Works in Los Remedios started in the 1520s by decision of the Adelantado and the Cabildo of the Island. The site chosen was a central location according to the urban layout of the time. Its building was eventful, marked by long construction processes and sporadic ruin.
In the early 19th century, Cristóbal Bencomo, confessor of King Fernando VII, promotes the reconstruction of a new temple. He used the plans of Pamplona Cathedral as a reference and Juan Nepomuceno Verdugo and Pedro Díaz designed a new building that started to be erected in 1813. The present façade dates from 1820. At the time, the four western islands were segregated from the Canarian Bishopric and La Laguna got a papal bull from Pius VII, to establish the Diócesis Nivariense on 1 February 1818. It was then that the parish of Los Remedios was promoted to the rank of Cathedral.

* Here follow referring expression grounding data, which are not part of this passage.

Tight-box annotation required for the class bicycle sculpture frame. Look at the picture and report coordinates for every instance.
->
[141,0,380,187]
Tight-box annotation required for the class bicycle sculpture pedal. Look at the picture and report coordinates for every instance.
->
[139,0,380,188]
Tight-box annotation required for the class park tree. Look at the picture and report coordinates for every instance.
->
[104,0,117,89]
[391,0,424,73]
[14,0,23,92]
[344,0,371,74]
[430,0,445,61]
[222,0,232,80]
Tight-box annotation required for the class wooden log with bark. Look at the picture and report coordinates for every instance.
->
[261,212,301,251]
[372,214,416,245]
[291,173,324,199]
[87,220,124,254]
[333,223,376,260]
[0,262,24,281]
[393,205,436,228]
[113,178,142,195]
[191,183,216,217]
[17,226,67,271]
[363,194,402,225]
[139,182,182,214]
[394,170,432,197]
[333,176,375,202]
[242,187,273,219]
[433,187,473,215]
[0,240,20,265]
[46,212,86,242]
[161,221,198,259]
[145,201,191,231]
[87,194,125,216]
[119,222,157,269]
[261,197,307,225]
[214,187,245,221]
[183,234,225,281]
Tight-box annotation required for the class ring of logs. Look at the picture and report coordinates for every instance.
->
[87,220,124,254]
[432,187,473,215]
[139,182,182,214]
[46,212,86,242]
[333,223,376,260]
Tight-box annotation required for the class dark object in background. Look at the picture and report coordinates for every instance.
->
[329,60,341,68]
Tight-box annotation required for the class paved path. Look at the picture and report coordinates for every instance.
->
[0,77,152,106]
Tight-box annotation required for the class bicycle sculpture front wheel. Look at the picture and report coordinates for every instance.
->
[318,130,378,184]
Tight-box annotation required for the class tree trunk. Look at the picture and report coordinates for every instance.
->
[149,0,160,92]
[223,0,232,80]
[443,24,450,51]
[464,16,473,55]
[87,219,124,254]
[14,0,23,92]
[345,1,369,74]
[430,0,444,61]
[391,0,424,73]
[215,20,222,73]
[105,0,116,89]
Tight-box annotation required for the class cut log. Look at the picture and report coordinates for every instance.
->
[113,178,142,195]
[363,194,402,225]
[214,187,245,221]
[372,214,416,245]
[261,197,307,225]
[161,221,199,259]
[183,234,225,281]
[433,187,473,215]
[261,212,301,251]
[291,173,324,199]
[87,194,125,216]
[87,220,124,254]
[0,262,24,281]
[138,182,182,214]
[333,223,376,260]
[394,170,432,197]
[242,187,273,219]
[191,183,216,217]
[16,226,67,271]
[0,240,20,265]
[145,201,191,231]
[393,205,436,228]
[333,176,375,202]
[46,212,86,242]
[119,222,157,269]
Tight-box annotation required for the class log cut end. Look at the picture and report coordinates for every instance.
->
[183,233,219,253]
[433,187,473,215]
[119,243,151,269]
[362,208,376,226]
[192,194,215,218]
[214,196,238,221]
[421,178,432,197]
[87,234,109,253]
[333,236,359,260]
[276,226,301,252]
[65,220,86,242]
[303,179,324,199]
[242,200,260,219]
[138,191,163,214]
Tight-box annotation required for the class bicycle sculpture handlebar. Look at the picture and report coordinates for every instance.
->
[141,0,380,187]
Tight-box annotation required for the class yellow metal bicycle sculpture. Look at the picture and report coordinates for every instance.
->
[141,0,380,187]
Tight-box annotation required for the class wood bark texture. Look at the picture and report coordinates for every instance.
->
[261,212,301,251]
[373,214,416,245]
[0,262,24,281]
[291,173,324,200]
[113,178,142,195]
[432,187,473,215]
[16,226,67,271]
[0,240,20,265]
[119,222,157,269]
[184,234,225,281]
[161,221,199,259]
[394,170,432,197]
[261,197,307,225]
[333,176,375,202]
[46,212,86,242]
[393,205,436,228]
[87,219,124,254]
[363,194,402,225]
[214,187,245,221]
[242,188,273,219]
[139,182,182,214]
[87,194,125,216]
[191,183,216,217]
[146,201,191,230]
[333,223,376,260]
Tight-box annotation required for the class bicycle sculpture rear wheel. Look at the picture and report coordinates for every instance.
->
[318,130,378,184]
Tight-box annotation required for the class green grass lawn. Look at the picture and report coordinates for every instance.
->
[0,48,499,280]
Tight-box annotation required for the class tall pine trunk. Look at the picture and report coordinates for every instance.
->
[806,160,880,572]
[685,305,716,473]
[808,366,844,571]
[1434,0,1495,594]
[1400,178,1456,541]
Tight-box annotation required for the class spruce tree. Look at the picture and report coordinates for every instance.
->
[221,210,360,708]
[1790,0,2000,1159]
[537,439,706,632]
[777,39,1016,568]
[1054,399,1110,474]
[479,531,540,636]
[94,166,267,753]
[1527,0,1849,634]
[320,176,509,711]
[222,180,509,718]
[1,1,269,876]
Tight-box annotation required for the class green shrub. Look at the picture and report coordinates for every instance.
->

Between 1820 and 1897 the Cathedral underwent extensions and reforms until cracks on its pillars led to it being declared unsafe and was closed to the public. They chose to build a new temple with works stretching from 1904 to 1915, following the plans of engineer José Rodrigo de Vallabriga, which only kept the façade of the previous building. Worth noting are the high rib vaults and the ambulatory.
San Cristóbal de La Laguna Cathedral was designated national Historic-Artistic Monument Histórico Artístico on 5 October 1983. On 24 May 2007 the vault, dome and the top of the pillars lost their designation, which allowed the current refurbishing of the building to take place.